1. ON PREPARE LES VACANCES…
 
Semaine de travail intense au Conseil d’Etat pour terminer un certain nombre de dossiers avant les congés qui débutent la semaine prochaine.
 
Les locaux qui nous sont affectés dans le Palais Royal sont superbes mais n’ont guère été prévus pour travailler par temps de canicule. Difficile de se concentrer dans des salles de travail sans aération ( et sans volets ou rideaux !!!)  où la chaleur devient insoutenable. Exceptionnellement, nous avons été autorisés à siéger sans veston !
 
Mission accomplie. Je suis à jour de mes dossiers pour juillet.
 
2. LE DEVELOPPEMENT DU COMMERCE A JAUNAY-CLAN
 
Réunion de travail avec les commerçants de la commune pour préparer la session de la commission départementale d’équipement commerciale, le 8 août prochain. Celle-ci doit statuer sur la demande de transfert d’une partie des activités d’Intermarché sur un nouveau site au carrefour de la rocade et de la route de Parigny.
 
Si l’autorisation est accordée, se créera ainsi un quatrième pôle commercial sur la commune après le centre ville, le site du Moulin, l’actuel site d’Intermarché qui sera réorganisé en commerces de proximité autour d’une enseigne alimentaire.
 
Les commerçants présents adhérent à l’idée de croissance et ne craignent pas la concurrence. Plus l’activité de commerce se développe sur notre commerce, plus les commerces en place en profiteront.

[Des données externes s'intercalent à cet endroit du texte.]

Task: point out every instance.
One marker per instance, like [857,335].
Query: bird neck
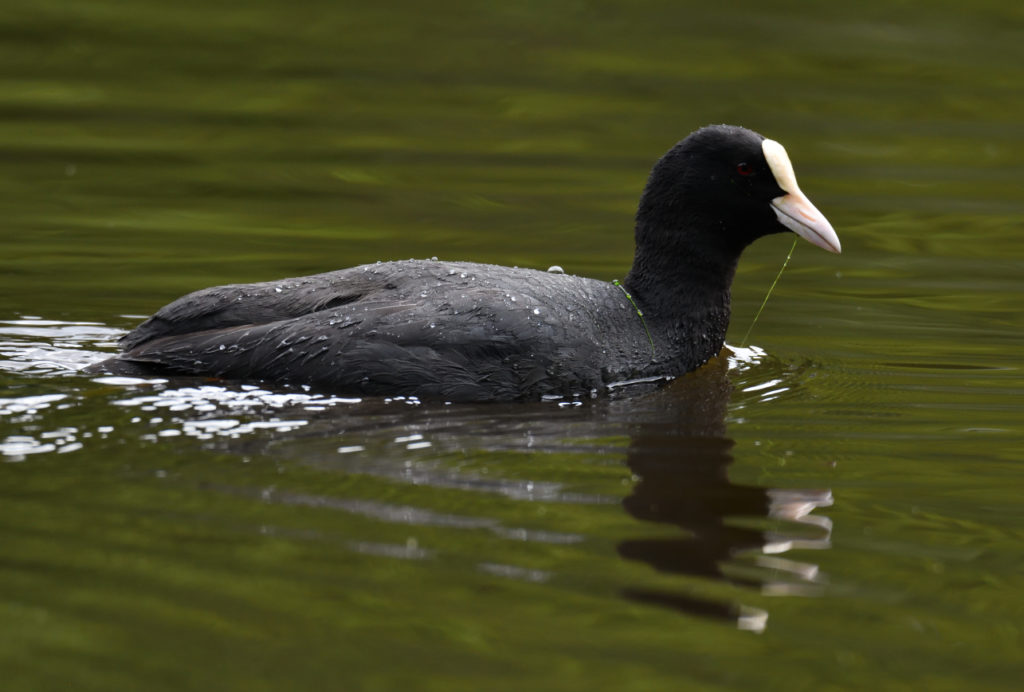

Leur préoccupation : les parkings. La municipalité en a déjà réalisé un certain nombre. Nous entendons poursuivre dans cette voie.
 
3.ENTRETIEN AVEC LE PREFET SUR LE FUTUR CENTRE DE SECOURS.
 
Le nouveau préfet a accepté de me recevoir pour mieux apprécier le problème du futur Centre de Secours, bloqué par la future Ligne à Grande Vitesse.
 
La commune dispose du bâtiment. Le Service départemental d’incendie est d’accord pour considerer que c’est la meilleure localisation et est prêt à financer les travaux .Seul l’Etat s’oppose en raison de la proximité de la ligne dont le calendrier de réalisation comme les modalités de financement ne sont toujours pas connus !.
 
Depuis 5 ans maintenant, nous essayons de faire comprendre aux autorités qu’il n’est pas responsable de maintenir au milieu des habitations, le premier Centre de Secours du département en importance après Poitiers et Chatellerault dans des locaux au demeurant obsolètes. Plus de 600 sorties par an ! Sans parler de la motivation du personnel constitué de volontaires qui ne comprend pas qu’on ne les dote pas d’un outil aussi performant qu’ils le sont dans leur mission.
 
Ainsi va l’Etat dont la capacité de mouvement est empêtrée dans des contradictions qu’il ne parvient pas à résoudre.
Il a fallu 12 ans pour installer notre gendarmerie dans des locaux  dignes de ce nom. Combien faudra t’il d’années pour le Centre de Secours ?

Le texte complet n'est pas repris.